Below is Billy’s last poem (I continued calling him that, although by the time he got to Yale he was Bill), written when he knew he was dying of cancer.

*

On Receipt of Notice

*

Do not let them ever fool you, it cannot be sensed or understood

until you enter the hallway, the one with no further doors, yourself.

This is perhaps why we walk through so many doors in our life

to other rooms and try to or just find new ones every day.

Because we believe there is opportunity or newness after we open the door.

Or in the alternative for some of the less intrepid we only go through portals where we know what lies under and on the other side.

None of us looks for final bewilderment or the true end to our searching.

Here, at the threshold of this endless hallway,

You no longer have the luxury of further deceiving yourself

that there is time for this and that

to make amends apologize cry out correct wrongs fight for freedom

start fresh to love again

to invent and create

begin a journey end a sordid relationship with money or profession rekindle a dream sequence a thought

lead or yield or evolve from saint or sinner.

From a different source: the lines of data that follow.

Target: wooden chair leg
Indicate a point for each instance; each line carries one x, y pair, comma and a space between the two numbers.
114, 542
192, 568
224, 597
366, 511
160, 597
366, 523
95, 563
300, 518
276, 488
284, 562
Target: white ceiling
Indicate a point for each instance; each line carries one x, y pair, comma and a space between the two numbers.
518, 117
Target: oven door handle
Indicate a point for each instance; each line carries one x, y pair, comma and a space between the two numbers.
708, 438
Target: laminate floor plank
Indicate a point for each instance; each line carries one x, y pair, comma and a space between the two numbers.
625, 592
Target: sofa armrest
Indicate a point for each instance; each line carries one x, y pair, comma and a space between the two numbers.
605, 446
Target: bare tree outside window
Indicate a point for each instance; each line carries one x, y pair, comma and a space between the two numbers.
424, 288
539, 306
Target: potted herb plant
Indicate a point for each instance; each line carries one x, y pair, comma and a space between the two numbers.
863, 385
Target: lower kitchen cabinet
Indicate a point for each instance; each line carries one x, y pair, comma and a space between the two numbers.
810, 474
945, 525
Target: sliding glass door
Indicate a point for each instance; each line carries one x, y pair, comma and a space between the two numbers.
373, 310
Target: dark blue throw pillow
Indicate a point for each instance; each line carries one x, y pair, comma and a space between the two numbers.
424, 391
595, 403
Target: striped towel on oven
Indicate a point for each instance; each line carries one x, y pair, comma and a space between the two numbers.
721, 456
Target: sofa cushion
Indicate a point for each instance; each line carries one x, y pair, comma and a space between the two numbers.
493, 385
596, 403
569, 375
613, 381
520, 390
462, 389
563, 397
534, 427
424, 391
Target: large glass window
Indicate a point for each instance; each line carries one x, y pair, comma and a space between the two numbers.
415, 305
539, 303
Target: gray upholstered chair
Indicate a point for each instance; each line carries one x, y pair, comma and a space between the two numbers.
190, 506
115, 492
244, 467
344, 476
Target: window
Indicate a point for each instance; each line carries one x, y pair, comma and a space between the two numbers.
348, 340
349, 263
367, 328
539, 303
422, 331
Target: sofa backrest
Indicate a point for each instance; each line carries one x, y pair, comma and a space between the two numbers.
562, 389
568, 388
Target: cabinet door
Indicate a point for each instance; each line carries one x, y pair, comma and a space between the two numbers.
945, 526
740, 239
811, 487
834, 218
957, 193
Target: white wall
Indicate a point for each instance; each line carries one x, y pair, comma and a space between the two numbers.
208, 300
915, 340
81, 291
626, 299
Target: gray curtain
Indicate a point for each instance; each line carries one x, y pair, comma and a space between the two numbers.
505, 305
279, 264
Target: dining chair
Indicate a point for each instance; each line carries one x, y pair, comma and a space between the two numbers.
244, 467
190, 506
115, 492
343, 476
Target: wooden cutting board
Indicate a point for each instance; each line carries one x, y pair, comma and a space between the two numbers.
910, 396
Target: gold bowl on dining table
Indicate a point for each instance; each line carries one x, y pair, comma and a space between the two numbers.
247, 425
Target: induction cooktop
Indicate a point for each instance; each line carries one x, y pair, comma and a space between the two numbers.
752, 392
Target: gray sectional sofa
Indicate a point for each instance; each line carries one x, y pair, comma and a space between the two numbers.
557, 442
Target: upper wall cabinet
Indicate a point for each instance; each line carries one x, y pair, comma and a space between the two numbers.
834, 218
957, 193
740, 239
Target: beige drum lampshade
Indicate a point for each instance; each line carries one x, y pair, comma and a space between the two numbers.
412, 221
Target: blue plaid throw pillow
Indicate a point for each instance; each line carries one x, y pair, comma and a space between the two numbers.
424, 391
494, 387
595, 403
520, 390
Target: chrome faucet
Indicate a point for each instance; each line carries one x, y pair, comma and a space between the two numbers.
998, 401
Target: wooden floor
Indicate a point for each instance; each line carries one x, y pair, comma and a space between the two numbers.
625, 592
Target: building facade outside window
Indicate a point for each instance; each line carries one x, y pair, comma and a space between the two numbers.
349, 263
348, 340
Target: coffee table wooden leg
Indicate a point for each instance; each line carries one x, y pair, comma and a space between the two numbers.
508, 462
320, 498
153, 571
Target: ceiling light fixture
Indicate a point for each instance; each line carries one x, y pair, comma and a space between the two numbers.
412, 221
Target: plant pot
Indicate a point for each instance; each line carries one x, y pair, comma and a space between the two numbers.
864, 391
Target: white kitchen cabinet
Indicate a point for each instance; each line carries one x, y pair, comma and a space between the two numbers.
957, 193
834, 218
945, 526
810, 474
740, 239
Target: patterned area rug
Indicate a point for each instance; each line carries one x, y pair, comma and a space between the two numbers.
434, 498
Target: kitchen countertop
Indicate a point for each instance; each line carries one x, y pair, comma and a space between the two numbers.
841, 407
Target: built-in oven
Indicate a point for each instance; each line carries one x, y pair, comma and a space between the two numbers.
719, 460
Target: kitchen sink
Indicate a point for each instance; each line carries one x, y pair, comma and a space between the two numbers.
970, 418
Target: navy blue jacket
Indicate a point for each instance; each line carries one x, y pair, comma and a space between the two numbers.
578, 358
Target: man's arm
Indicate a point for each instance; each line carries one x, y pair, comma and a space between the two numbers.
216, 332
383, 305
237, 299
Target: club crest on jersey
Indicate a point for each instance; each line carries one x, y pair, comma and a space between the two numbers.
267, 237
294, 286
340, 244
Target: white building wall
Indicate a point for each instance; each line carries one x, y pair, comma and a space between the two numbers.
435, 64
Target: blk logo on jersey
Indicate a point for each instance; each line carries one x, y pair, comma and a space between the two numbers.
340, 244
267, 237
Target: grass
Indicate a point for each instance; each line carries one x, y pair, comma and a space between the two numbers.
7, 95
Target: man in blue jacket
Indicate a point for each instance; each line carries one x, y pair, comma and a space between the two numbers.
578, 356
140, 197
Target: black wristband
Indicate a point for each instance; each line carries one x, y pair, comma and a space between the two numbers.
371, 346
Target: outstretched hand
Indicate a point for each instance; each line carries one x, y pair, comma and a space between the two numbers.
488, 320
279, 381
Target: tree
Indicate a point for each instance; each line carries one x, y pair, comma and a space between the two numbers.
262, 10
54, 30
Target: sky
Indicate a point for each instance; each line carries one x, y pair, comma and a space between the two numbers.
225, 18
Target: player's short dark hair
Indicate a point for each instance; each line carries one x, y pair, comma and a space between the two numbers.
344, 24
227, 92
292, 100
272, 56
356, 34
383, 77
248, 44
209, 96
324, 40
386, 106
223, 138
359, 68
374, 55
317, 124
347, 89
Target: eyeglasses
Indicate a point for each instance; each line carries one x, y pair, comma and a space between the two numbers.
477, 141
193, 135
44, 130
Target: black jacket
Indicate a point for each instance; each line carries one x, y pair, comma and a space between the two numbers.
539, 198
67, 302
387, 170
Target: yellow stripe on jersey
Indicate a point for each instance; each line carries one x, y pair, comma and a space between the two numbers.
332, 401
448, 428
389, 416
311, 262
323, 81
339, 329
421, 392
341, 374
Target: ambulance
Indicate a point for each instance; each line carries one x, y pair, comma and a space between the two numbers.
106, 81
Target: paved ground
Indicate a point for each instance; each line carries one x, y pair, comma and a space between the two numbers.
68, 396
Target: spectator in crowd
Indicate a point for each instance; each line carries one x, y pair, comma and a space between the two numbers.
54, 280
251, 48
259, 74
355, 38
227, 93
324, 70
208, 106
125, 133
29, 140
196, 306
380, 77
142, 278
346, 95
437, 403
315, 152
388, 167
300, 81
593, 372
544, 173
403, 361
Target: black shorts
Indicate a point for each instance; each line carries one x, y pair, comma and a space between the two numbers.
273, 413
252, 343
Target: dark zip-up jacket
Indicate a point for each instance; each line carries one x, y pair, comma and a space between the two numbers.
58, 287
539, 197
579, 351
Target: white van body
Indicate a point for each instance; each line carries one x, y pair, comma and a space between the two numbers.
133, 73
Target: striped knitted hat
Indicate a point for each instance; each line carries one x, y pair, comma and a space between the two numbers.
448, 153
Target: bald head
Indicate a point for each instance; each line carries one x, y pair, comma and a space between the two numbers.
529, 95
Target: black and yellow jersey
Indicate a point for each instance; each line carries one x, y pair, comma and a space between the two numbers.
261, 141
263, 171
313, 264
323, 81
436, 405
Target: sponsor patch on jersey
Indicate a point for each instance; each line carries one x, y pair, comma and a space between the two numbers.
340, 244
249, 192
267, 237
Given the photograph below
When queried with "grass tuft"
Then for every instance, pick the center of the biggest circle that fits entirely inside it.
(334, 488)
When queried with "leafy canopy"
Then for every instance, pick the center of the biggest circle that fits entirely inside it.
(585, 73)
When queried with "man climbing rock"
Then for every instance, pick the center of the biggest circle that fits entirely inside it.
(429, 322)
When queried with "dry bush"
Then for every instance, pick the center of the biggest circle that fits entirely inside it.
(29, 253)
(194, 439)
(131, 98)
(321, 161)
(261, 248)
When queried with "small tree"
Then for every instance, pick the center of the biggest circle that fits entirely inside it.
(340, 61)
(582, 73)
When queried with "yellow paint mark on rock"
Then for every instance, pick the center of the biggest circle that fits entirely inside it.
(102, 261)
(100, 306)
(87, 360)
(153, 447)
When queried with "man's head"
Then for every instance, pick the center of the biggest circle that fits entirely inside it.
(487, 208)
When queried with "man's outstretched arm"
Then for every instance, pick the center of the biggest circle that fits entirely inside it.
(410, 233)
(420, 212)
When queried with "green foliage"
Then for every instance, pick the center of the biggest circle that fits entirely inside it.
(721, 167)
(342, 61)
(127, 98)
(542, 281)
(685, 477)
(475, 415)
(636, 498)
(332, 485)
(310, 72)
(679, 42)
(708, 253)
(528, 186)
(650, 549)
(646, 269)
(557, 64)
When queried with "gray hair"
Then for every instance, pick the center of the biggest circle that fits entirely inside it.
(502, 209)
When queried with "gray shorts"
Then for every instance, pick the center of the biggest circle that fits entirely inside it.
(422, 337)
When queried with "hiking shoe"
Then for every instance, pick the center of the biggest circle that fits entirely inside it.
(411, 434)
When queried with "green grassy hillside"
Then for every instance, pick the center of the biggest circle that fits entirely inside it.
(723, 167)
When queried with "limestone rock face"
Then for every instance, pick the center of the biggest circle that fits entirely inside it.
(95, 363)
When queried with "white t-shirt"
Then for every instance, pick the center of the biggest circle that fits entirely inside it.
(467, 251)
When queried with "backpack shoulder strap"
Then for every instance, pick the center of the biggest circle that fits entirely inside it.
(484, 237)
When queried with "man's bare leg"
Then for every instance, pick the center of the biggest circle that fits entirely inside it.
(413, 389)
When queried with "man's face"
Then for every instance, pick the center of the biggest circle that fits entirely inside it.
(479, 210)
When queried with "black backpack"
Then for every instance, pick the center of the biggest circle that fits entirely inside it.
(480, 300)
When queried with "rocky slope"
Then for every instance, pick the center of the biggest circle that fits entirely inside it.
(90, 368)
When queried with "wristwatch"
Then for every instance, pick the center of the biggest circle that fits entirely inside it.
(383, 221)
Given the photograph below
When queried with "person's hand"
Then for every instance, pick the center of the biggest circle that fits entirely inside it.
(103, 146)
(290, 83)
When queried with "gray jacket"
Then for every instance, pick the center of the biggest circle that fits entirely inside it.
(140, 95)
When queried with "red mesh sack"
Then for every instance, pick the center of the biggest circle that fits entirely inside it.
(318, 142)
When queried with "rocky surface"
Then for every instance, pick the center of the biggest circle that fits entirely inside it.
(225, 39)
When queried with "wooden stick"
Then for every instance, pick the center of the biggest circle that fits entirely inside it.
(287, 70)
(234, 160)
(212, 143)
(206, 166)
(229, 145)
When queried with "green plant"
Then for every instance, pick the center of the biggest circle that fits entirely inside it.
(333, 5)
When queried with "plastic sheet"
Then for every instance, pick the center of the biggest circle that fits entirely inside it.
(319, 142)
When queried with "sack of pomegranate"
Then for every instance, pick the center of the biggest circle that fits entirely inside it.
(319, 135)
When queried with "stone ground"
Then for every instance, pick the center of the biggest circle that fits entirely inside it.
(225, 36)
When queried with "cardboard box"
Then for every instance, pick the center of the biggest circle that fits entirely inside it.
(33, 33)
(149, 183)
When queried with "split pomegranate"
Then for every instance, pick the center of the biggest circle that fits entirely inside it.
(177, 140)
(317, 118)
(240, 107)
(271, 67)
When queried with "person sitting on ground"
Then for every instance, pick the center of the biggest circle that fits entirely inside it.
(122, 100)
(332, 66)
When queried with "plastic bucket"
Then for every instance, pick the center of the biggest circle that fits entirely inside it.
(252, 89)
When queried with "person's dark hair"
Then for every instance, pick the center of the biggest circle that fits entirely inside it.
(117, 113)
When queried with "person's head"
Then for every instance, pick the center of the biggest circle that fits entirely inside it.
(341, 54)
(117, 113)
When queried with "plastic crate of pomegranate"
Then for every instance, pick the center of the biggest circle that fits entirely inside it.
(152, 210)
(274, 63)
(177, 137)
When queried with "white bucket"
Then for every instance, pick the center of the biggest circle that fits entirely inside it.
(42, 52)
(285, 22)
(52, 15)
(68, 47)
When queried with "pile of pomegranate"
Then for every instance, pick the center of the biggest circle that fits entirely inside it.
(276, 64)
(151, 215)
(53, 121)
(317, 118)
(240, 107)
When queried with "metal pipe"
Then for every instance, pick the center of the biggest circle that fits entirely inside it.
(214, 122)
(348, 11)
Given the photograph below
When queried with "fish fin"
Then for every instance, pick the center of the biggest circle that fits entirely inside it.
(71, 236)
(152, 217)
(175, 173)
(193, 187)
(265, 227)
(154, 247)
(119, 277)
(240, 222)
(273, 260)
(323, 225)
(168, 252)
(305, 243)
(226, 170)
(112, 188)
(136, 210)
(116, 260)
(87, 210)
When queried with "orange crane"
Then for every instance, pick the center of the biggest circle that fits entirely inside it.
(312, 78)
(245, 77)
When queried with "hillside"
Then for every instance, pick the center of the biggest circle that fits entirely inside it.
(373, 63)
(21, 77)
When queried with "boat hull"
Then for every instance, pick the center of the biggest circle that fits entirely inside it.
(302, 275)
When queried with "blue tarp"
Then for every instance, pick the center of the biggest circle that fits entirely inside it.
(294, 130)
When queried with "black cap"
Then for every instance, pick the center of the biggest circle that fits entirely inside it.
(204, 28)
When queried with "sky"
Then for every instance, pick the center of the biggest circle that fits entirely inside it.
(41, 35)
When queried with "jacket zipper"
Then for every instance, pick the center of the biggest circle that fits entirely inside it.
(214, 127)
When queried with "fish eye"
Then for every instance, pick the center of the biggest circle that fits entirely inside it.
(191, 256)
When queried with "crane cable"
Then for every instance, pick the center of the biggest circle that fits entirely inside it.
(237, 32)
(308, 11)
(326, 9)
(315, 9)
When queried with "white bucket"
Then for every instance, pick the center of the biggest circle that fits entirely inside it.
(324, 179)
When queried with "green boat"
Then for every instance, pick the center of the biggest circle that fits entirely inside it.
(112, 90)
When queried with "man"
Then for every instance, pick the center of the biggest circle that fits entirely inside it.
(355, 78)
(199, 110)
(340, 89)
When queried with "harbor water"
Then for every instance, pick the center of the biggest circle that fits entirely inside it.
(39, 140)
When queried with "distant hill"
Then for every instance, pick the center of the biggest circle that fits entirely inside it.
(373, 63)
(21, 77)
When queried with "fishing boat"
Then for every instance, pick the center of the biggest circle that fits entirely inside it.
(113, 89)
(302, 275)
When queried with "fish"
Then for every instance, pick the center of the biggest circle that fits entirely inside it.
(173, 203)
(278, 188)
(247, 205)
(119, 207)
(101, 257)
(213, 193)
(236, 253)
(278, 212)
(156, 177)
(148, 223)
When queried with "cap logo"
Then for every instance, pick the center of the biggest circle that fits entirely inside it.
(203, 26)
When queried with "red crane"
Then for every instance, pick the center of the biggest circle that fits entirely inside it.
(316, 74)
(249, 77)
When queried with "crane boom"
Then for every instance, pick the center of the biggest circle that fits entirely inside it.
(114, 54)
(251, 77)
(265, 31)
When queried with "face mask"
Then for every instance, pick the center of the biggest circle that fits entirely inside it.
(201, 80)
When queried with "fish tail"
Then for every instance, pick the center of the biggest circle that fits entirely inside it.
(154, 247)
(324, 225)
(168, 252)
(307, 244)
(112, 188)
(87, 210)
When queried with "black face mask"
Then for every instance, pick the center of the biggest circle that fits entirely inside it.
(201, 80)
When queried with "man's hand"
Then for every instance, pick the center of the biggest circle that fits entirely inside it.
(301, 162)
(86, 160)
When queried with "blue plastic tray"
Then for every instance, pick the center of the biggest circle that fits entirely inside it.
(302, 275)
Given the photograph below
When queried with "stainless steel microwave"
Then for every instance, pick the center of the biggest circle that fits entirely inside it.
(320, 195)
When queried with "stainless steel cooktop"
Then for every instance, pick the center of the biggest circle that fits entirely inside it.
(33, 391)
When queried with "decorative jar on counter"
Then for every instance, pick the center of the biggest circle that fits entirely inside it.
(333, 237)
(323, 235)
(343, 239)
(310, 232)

The end is clear, if the timing and exact pathway uncertain.

So you only have the occasion left to finish your own tale.

I say spare me the time to tell it.

***

“Reality is not what you think it is. Reality is so beautiful…. I see the light —invite me in —” (Bill Burck’s last words, as told to me by his widow, Claudette)

Gregory Weiss remembers:
I knew Bill for a long time. When we met at Yale on the freshman football team, we realized that we had played high school football against each other. He and I went to Penn Law School together and after law school joined the same law firm in NYC. Bill was one of the brightest, most fun-loving guys I ever knew. Always disheveled, I can remember him in law school wearing one blue sock and one red one. Rarely was his shirt fully tucked in. But what a talented guy. I remember being amazed at what a terrific piano player he was. What really sticks out when I remember Bill is what a lovable, warm hearted guy he was. He always had a big smile and was friendly to everyone.

Robert Pratter remembers:
I met Bill when we started at Penn Law School. He was bright, irreverent, a non-conformist, full of life, and as Greg Weiss has noted in his remembrance, all existing beneath an exterior appearance resembling an unmade bed. People who did not get beyond the surface may have thought he was a goofball, but he was anything but. Bill was never cowed by law professors and enjoyed parrying ideas with anyone who would take the time. Ideas would tumble forth from Bill like a torrent. You had to listen carefully, because his mind was going so quickly, often punctuated by large waving of hands and laughs as he spun out whatever he was thinking. His last poem reflects the insight, self-deprecation, and unflinching honesty that he had as a young man. He is an unforgettable character.